Comparing Dump Data
Data Preparation
Upload the precision_tool and precision_data (including the GPU/CPU benchmark data and NPU precision data) folders to any directory in the Toolkit installation environment. The following is an example of the directory structure:
├── precision_tool │ ├── cli.py │ ├── ... ├── precision_data │ ├── npu │ │ ├── debug_0 // Stores NPU dump data. │ ├── tf │ │ ├── dump // Stores GPU/CPU dump data. │ ├── ...
Dependency Installation
# graphviz is an optional dependency and needs to be installed only when operator subgraphs need to be drawn. pip3 install rich graphviz # ubuntu/Debian sudo apt-get install graphviz # fedora/CentOS sudo yum install graphviz Modify the config.py file in the precision_tool/lib/config directory. # The atc and msaccucmp.py tools in the Toolkit package are required. Set this parameter to the Toolkit installation directory. # By default, the Toolkit package is installed in /usr/local/Ascend. You do not need to change the value. If you specify a directory for installation, you need to change the value. CMD_ROOT_PATH = '/usr/local/Ascend'
Data Comparison
- Start the PrecisionTool interactive command line.

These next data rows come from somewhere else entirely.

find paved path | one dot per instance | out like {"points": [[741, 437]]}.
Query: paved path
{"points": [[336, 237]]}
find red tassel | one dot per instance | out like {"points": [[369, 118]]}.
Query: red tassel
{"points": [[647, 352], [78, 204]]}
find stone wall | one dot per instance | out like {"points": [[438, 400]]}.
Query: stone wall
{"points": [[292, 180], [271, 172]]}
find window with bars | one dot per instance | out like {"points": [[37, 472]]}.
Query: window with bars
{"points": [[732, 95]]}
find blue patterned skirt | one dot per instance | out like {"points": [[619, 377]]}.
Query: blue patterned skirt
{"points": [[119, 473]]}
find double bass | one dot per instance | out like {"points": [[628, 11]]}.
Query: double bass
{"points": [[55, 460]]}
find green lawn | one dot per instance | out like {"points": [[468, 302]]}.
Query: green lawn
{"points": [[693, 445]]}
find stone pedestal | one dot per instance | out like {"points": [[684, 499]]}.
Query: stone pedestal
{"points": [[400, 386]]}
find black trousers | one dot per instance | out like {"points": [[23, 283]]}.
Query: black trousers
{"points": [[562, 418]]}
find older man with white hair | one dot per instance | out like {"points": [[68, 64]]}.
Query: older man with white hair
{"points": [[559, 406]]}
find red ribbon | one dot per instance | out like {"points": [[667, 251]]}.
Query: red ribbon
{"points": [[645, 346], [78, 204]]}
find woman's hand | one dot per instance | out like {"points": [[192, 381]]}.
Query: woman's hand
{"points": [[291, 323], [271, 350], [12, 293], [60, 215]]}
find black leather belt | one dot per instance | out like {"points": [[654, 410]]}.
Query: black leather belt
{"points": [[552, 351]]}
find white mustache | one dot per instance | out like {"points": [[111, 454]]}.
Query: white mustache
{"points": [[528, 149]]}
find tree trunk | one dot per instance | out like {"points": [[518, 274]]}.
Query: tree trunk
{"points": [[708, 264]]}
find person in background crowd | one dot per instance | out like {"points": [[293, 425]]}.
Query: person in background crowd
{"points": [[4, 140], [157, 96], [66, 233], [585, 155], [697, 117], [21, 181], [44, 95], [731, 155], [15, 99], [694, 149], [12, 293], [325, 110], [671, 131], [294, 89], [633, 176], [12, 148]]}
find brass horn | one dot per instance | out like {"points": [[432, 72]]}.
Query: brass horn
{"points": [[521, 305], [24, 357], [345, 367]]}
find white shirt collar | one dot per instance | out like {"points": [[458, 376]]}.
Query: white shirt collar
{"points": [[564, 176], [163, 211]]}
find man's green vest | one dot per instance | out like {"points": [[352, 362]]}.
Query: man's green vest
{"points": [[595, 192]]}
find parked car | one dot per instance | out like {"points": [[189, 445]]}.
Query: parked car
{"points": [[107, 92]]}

python3 ./precision_tool/cli.py
- The interactive command line interface is displayed. (To exit, press Ctrl+C.)
PrecisionTool >
- Run the ac -l [limit_num] (-c) command to compare the accuracy of the entire network. For details, see "precision_tool Command Reference" in TensorFlow 1.15 Model Porting Guide.
PrecisionTool > ac -c
The comparison time varies according to the data volume.
The comparison result is saved in the precision_data/temp/vector_compare directory in CSV format.
Accuracy Analysis
Open the CSV file in the precision_data/temp/vector_compare directory and search for the first operator whose cosine similarity is less than 0.98 from top to bottom. For details, see "Network Accuracy Comparison Result File" in TensorFlow 1.15 Model Porting Guide. Alternatively, run the vcs -f [file_name] -c [cos_sim_threshold] -l [limit] command (see "precision_tool Command Reference" in TensorFlow 1.15 Model Porting Guide) to filter the comparison result. By default, the vcs command filters the result whose cosine similarity is less than 0.98 and finds the first operator. If no result is obtained when the threshold is 0.98, increase the threshold and try again.
The following figure shows an example of the vcs command output.

- Left: name of the dump operator running on the NPU.
- Right: name of the dump operator running on the GPU/CPU.
- Input and Output: cosine similarity comparison result of the operator inputs and outputs. The value range is [–1, +1]. A value closer to 1 indicates a higher similarity, and a value closer to –1 indicates a higher difference.
As shown in the preceding figure, the operator inputs are basically the same, but the first output is obviously different from the benchmark (the cosine similarity is 0.806927, which is less than 0.98), indicating that the operator may have a precision problem. If the operator inputs are obviously different, you need to find the comparison result of the input node.
Run the ni (-n) [op_name] -g [graph] -a [attr] -s [save sub graph depth] command to query the input and output node information of the operator. For details, see "precision_tool Command Reference" in TensorFlow 1.15 Model Porting Guide.

The ni command can be used to obtain the following key information based on the input operator name:
[ ] indicates the operator type. In the preceding figure, the operator type is Add. If PassName is contained, the operator is a fusion operator, and the corresponding value indicates the fusion pattern name. OriginOp is the operator before fusion.